Goldman Sachs has lowered the rating of the Spanish renewable energy company Solaria to “neutral” from “buy” after its strong performance in 2020 when it appreciated 247%. Since November 18, Solaria shares have risen 64%, compared to 4% for the sector and now the US bank’s experts consider that its upside potential has been exhausted.
The US investment bank, however, raises its target price on Solaria from 24 to 25.5 euros per share, which implies falls in the stock market since it is currently trading at 27.64 euros.
This Friday, Solaria shares fell about 11% on the Ibex 35 this Friday and led the declines in the Spanish index. The fall of Solaria has also produced the massive sale of shares in the Spanish solar sector with significant drops in Grenergy, Solarpack and Soltec in the continuous market.

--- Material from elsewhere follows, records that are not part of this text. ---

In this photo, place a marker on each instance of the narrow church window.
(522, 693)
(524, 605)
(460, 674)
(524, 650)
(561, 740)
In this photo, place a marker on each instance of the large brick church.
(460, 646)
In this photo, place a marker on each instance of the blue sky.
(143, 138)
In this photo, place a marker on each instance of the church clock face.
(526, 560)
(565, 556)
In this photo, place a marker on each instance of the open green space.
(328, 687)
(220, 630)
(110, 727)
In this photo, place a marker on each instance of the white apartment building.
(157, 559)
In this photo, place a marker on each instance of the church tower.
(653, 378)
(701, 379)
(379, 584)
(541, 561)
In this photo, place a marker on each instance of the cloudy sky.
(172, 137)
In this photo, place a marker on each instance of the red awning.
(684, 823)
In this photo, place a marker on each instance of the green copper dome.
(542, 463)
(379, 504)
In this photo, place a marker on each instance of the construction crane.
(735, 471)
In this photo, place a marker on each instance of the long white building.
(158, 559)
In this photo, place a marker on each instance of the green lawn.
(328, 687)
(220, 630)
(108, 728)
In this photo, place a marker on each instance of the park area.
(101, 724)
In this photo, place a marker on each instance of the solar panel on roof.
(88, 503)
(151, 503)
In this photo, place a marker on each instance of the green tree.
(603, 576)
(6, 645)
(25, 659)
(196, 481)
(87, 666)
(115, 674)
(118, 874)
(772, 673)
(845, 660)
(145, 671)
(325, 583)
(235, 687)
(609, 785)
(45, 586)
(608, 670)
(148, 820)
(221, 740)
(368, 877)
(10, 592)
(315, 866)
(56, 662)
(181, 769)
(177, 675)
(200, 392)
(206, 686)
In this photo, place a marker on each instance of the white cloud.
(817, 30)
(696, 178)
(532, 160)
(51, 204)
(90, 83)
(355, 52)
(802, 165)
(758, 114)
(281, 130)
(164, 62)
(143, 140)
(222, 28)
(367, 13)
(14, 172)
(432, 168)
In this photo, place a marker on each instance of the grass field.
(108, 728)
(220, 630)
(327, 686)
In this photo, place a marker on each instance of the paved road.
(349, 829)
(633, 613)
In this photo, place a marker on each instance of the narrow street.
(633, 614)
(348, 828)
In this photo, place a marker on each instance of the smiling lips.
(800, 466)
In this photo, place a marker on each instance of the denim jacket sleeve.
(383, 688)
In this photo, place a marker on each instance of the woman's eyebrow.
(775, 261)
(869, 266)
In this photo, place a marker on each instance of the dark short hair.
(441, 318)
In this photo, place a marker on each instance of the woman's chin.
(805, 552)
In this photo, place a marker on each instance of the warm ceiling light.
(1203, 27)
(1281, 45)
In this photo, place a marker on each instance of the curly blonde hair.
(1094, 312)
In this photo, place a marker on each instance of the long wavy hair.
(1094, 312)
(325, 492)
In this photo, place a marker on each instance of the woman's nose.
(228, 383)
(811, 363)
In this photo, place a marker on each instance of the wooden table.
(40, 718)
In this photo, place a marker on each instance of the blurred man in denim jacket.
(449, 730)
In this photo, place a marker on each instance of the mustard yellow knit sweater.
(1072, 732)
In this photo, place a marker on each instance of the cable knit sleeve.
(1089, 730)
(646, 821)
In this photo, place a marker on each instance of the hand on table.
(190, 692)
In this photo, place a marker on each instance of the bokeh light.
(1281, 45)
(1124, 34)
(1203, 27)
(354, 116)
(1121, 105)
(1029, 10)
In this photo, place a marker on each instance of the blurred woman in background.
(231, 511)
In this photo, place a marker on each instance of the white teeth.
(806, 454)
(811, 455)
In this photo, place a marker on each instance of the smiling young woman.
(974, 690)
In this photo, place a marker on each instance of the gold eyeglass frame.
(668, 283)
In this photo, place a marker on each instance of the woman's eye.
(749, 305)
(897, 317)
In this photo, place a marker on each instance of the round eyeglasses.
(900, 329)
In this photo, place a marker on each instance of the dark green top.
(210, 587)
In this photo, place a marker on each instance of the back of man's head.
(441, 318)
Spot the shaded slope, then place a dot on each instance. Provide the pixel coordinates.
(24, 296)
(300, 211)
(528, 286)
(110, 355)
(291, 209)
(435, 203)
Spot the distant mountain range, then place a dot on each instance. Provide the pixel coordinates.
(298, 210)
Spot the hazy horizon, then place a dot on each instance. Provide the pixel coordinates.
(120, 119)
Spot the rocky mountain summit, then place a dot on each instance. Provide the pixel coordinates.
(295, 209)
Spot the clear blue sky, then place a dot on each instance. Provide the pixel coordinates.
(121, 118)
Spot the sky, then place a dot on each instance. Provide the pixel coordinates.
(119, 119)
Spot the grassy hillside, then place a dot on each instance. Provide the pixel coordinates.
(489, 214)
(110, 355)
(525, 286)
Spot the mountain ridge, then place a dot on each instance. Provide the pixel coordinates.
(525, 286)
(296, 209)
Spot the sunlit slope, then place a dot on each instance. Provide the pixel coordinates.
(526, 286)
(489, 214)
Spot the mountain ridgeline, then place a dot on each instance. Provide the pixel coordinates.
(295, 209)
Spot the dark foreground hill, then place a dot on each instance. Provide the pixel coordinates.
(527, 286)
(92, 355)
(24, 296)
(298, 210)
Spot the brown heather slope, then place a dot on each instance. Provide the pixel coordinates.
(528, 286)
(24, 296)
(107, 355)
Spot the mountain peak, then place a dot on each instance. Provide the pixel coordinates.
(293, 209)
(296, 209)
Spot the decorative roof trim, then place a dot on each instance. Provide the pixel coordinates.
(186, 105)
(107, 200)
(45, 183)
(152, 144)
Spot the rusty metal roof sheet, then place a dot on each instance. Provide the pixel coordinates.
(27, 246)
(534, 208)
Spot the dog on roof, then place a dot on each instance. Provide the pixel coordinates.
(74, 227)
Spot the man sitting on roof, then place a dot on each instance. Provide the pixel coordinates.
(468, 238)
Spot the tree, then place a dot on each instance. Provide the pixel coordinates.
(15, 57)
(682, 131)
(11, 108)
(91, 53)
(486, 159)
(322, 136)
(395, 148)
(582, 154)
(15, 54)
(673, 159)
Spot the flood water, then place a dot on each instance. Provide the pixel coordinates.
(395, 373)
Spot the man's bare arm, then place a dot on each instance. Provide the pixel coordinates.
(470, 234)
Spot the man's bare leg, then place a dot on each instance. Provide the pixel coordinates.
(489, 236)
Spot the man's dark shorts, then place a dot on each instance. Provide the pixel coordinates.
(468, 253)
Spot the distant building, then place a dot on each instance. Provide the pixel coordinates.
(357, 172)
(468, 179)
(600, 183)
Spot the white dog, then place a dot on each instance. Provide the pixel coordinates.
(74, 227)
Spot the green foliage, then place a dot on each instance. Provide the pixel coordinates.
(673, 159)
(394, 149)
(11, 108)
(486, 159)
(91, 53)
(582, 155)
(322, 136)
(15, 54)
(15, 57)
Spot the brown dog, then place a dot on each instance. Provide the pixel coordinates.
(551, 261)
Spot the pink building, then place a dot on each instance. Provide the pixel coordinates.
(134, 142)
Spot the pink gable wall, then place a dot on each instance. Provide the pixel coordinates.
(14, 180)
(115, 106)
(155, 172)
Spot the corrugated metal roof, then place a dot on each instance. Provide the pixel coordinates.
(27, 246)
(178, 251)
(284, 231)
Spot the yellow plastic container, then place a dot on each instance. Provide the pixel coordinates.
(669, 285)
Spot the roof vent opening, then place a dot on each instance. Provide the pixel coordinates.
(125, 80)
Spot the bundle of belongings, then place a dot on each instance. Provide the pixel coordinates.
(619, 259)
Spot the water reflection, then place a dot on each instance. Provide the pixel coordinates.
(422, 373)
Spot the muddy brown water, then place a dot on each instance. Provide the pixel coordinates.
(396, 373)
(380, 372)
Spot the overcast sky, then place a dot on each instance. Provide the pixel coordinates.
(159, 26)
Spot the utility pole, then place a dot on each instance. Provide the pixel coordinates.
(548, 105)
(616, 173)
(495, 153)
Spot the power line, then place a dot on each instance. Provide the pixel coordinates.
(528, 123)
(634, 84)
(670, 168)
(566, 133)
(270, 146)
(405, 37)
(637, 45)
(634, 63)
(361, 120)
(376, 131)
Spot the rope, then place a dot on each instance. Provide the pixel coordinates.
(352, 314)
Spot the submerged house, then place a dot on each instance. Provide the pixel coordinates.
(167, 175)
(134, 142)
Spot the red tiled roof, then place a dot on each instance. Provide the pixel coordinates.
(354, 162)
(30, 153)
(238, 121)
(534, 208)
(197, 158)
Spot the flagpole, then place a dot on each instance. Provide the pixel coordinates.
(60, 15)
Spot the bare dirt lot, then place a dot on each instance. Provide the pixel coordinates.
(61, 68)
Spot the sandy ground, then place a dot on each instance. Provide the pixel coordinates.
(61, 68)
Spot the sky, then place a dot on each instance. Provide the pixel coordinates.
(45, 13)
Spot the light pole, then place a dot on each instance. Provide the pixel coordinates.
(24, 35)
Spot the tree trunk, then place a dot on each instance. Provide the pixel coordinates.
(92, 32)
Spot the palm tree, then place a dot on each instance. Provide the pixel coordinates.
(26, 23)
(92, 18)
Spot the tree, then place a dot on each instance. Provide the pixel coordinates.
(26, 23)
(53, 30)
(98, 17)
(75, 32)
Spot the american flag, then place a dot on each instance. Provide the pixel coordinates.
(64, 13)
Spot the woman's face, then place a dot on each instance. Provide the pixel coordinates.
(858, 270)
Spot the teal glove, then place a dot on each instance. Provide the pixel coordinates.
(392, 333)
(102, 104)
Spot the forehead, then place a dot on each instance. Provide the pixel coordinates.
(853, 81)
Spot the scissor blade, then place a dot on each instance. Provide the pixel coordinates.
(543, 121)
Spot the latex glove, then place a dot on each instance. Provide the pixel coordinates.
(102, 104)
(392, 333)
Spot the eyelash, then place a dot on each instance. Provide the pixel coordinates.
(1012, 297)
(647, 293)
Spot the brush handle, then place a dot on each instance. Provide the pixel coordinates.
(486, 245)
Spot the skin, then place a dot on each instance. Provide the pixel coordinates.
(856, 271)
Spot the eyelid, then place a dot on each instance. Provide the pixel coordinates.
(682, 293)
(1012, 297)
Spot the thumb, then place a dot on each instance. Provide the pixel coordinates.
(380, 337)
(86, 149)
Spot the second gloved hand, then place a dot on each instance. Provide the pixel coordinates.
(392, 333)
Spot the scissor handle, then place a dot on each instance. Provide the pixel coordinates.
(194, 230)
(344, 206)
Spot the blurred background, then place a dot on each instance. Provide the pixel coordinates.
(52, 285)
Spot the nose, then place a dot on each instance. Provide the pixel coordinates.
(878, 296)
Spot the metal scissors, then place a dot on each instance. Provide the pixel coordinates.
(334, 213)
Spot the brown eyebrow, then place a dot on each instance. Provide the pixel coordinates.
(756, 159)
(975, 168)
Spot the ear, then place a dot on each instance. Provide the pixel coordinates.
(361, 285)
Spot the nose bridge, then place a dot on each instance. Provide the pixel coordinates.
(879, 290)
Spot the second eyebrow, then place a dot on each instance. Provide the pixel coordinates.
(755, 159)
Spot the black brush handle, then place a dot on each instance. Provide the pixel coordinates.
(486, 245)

“We think it is too early to move away from our current (more conservative) assumptions for future purchases, returns and capital structure,” says Goldman Sachs.
The investment bank estimates that the Spanish solar market could grow by 3 to 3.5 GW per year until 2030, while seeing an ongoing decline in Solaria’s domestic market share, from the current 30% to 20% in 2025-2030 and to 15% beyond 2030. In October, Solaria broke into the Ibex 35 replacing the ‘teleco’ MásMóvil.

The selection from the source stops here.